British Prime Minister Theresa May faces knife-edge votes in parliament on her centrepiece Brexit legislation from Tuesday, despite her last-minute warning that defeat risked undermining her negotiations with Brussels.
After a bumpy week of Brexit spats within her administration and with the EU, May wants to fend off another setback in a long-awaited showdown with restive lawmakers.
MPs in the lower House of Commons will vote on a raft of amendments produced by the upper House of Lords, which May claims would weaken the government's hand in exit talks with the EU.
"We must think about the message parliament will send to the European Union this week," May told MPs in her centre-right Conservative Party late Monday.

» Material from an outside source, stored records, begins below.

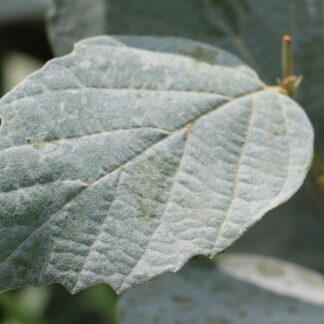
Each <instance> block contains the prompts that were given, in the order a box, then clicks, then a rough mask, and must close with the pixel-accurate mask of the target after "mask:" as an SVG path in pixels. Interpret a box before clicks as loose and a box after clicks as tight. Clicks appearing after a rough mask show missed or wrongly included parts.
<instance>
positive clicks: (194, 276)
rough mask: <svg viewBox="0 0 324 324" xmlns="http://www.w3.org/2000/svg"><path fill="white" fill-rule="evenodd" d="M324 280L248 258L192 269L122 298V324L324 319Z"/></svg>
mask: <svg viewBox="0 0 324 324" xmlns="http://www.w3.org/2000/svg"><path fill="white" fill-rule="evenodd" d="M323 291H324V277H323V275H321V274H319V273H316V272H314V271H311V270H309V269H307V268H304V267H300V266H297V265H294V264H290V263H287V262H283V261H280V260H276V259H272V258H268V257H261V256H256V255H249V254H239V253H237V254H236V253H234V254H226V255H224V256H223V257H218V258H216V264H213V263H212V262H210V261H208V260H205V262H204V263H202V261H200V262H199V263H198V262H194V261H192V262H191V263H189V264H187V265H186V266H185V267H184V268H183V269H182V270H180V271H179V272H178V273H177V274H171V273H168V274H164V275H162V276H161V277H160V278H158V279H156V280H155V281H153V282H151V283H149V284H147V285H145V286H143V287H140V288H137V289H136V290H132V291H130V292H128V293H126V294H125V295H124V296H122V298H121V301H120V313H121V314H120V316H121V322H122V323H123V324H142V323H154V324H164V323H168V324H187V323H202V324H207V323H208V324H210V323H215V324H221V323H224V324H234V323H235V324H236V323H240V324H251V323H258V324H282V323H285V324H296V323H299V324H302V323H305V324H306V323H314V324H315V323H318V324H319V323H321V322H322V320H323V318H324V307H323V305H324V293H323Z"/></svg>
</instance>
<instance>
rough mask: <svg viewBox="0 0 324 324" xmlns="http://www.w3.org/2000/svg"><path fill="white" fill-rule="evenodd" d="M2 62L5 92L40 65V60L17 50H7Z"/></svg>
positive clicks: (29, 73)
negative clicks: (13, 50) (16, 50)
mask: <svg viewBox="0 0 324 324" xmlns="http://www.w3.org/2000/svg"><path fill="white" fill-rule="evenodd" d="M2 62H3V84H4V92H5V93H6V92H8V91H10V90H11V89H12V88H13V87H15V86H16V85H17V84H18V83H19V82H21V81H22V80H23V79H24V78H26V77H27V76H28V75H29V74H31V73H32V72H35V71H36V70H38V69H40V68H41V66H42V62H41V61H39V60H37V59H34V58H32V57H30V56H27V55H23V54H21V53H17V52H7V53H6V55H4V56H3V61H2Z"/></svg>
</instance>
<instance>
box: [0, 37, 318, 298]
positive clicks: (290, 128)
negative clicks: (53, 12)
mask: <svg viewBox="0 0 324 324" xmlns="http://www.w3.org/2000/svg"><path fill="white" fill-rule="evenodd" d="M193 51H195V52H196V51H199V52H200V53H201V52H208V57H209V59H208V61H206V60H205V59H203V60H199V59H197V58H196V57H192V56H191V55H190V53H192V52H193ZM0 115H1V116H2V127H1V128H0V166H1V170H2V172H1V175H0V190H1V194H0V199H1V204H0V226H1V228H2V229H3V230H2V238H1V243H2V245H1V246H2V249H1V250H2V251H3V252H2V254H0V257H1V259H0V289H1V290H5V289H10V288H15V287H19V286H21V285H26V284H32V285H36V286H37V285H44V284H47V283H50V282H60V283H62V284H64V285H65V286H66V287H67V288H68V289H69V290H70V291H71V292H77V291H79V290H81V289H84V288H86V287H88V286H90V285H94V284H96V283H99V282H106V283H109V284H110V285H111V286H112V287H113V288H114V289H115V290H116V291H117V292H122V291H124V290H125V289H128V288H131V287H133V286H135V285H138V284H141V283H143V282H145V281H148V280H150V279H152V278H153V277H155V276H158V275H159V274H161V273H162V272H165V271H177V270H178V269H180V268H181V266H182V265H183V264H184V263H185V262H186V261H187V260H188V259H189V258H190V257H191V256H193V255H197V254H205V255H208V256H210V257H213V256H214V255H216V254H218V253H219V252H221V251H223V250H224V249H226V248H228V247H229V246H230V245H231V244H233V242H234V241H235V240H237V239H238V238H239V237H240V236H241V235H242V233H244V231H246V229H247V228H249V227H250V226H251V225H252V224H254V223H255V222H256V221H257V220H259V219H260V218H261V217H262V215H263V214H264V213H265V212H267V211H268V210H269V209H271V208H274V207H276V206H277V205H278V204H280V203H282V202H283V201H285V200H287V199H288V198H289V197H290V196H291V195H292V194H293V193H294V192H295V191H296V190H297V189H298V188H299V186H300V185H301V184H302V182H303V180H304V177H305V175H306V172H307V169H308V166H309V163H310V160H311V157H312V146H313V130H312V127H311V125H310V123H309V121H308V119H307V117H306V115H305V113H304V112H303V110H302V109H301V108H300V107H299V106H298V105H297V104H296V103H295V102H294V101H292V100H291V99H289V98H288V97H285V96H281V95H279V94H278V93H277V92H275V91H274V90H271V89H267V88H264V86H263V84H262V83H261V82H260V80H259V79H258V77H257V75H256V74H255V72H253V70H251V69H250V68H248V67H247V66H245V65H244V64H243V63H242V62H241V61H240V60H238V59H237V58H235V57H234V56H232V55H231V54H228V53H226V52H224V51H222V50H219V49H217V48H215V47H212V46H209V45H204V44H202V43H199V42H193V41H188V40H183V39H176V38H154V37H98V38H94V39H89V40H85V41H83V42H81V43H79V44H78V45H77V47H76V49H75V51H74V52H73V53H72V54H71V55H68V56H65V57H63V58H59V59H55V60H53V61H51V62H49V63H48V64H47V65H46V66H45V67H44V68H43V69H42V70H41V71H39V72H37V73H35V74H33V75H32V76H30V77H29V78H27V79H26V80H25V81H23V82H22V83H21V84H20V85H18V86H17V87H16V88H15V89H14V90H13V91H12V92H10V93H9V94H8V95H6V96H5V97H4V98H3V99H2V100H1V102H0ZM1 228H0V230H1Z"/></svg>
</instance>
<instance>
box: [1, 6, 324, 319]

Her minority Conservative government relies on the support of Northern Ireland's Democratic Unionist Party for a slender working majority in the 650-member Commons.
"I am trying to negotiate the best deal for Britain. I am confident I can get a deal that allows us to strike our own trade deals while having a border with the EU which is as frictionless as possible," she said.
"But if the Lords amendments are allowed to stand, that negotiating position will be undermined."
The EU (Withdrawal) Bill, coming back down to the Commons from the unelected Lords, is the draft law that would set the legal framework for Brexit.
The government wants the Commons to reject 14 out of 15 amendments introduced by the Lords which are intended to keep Britain close to the European Union after Brexit.
However, May is worried about the prospect of a rebellion by pro-EU Conservative MPs who are determined to retain as many of the changes as possible.
Flashpoints include proposals to increase the power of parliament to decide on the final Brexit deal, and others seeking to keep Britain tightly aligned with the EU's economy after it leaves the bloc.
Some europhile Conservatives were reported to be backing away, worried that if May was fatally damaged by defeat, it could open the way for a hardline Brexiteer to take over the party and the premiership.
May warned her MPs: "The message we send to the country through our votes this week is important.
"We must be clear that we are united as a party in our determination to deliver on the decision made by the British people."
One amendment in danger of not being overturned on Tuesday is on the so-called meaningful vote, which would give parliament the power to decide what to do if it rejects the final Brexit deal.
On Wednesday, one on joining the European Economic Area -- the single market -- will likely fall because the main opposition Labour Party is against it.
However, the government may lose a vote Wednesday on membership of the EU's customs union, but this may not have much practical impact due to the way it is drafted.
Europhile Conservative Sarah Wollaston said she was "minded" to rebel.
"We would like to see further concessions on the amendment on the customs union because it is just a very sensible amendment that says keep it on the table, don't completely rule it out," she told the BBC.
After May addressed her MPs, Brexit minister Steve Baker indicated that the government would consider a new compromise amendment regarding customs relations.
"Our policy is to leave the customs union so that we can conduct our own independent trade policy but it would be appropriate that we have an arrangement in place with the European Union," he said.
The increasingly febrile atmosphere comes as pressure builds for a deal by October ahead of Britain's withdrawal from the EU in March next year.
There is a sense among both eurosceptics and pro-Europeans that crunch time is fast approaching.